If we consider not only vaults, this advantage may further expand: for example, if other smart contracts or treasuries want to create a simple interest-earning feature, they may not want to use vaults and instead directly deposit USDC into a market to earn interest. The concise design of the market may attract more protocols to do this, bringing in more liquidity.
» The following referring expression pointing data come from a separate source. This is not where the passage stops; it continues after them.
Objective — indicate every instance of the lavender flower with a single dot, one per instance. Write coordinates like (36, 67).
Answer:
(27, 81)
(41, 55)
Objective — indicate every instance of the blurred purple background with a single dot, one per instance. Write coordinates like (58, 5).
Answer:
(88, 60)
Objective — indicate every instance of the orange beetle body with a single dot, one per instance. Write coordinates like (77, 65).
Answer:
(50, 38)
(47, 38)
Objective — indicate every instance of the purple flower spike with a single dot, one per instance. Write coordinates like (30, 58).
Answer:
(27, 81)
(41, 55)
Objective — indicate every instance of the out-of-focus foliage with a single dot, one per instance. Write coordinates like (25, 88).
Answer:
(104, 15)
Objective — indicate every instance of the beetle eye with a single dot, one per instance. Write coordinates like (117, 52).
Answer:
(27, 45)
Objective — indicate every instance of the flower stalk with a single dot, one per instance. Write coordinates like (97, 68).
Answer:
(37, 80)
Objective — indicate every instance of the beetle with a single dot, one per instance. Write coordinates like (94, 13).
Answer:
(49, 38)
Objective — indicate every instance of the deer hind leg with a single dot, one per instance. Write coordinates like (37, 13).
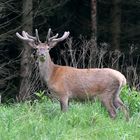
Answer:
(119, 105)
(64, 103)
(107, 101)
Multi-Collateral Borrowing

In Morpho, I believe the borrower's user experience may become more complex, but whether it is good or bad can be explained from different perspectives:

Previously, all lending protocols had the power to change the conditions under which a borrower would be liquidated, partly because they allowed borrowers to deposit multiple collaterals and used a health score to assess how much money you could borrow with your total position. To ensure the protocol's security, they could change some parameters to make borrowers liquidatable when collateral risks change. Even though additional mechanisms protect borrowers, this is ultimately a difficult consideration.

In Morpho, a borrower's actions target permanently immutable markets, meaning you don't have to worry about anyone changing your borrowing and liquidation conditions. The trade-off is that if you plan to collateralize multiple collaterals to borrow assets, you need to deposit different collaterals into different markets, maintain multiple positions, rebalance, making it inconvenient from this perspective.

Rehypothecation

One of Morpho's biggest issues is the utilization rate of the underlying collateral assets. Many other lending protocols allow the collateral you deposit to be borrowed by others simultaneously, allowing you to earn a bit more interest. However, Morpho's bottom layer logic does not allow collateral to be borrowed, so there will always be some assets "idle" in the contract.

Whether this is truly significant may be further explored when we introduce Euler V2 in the future.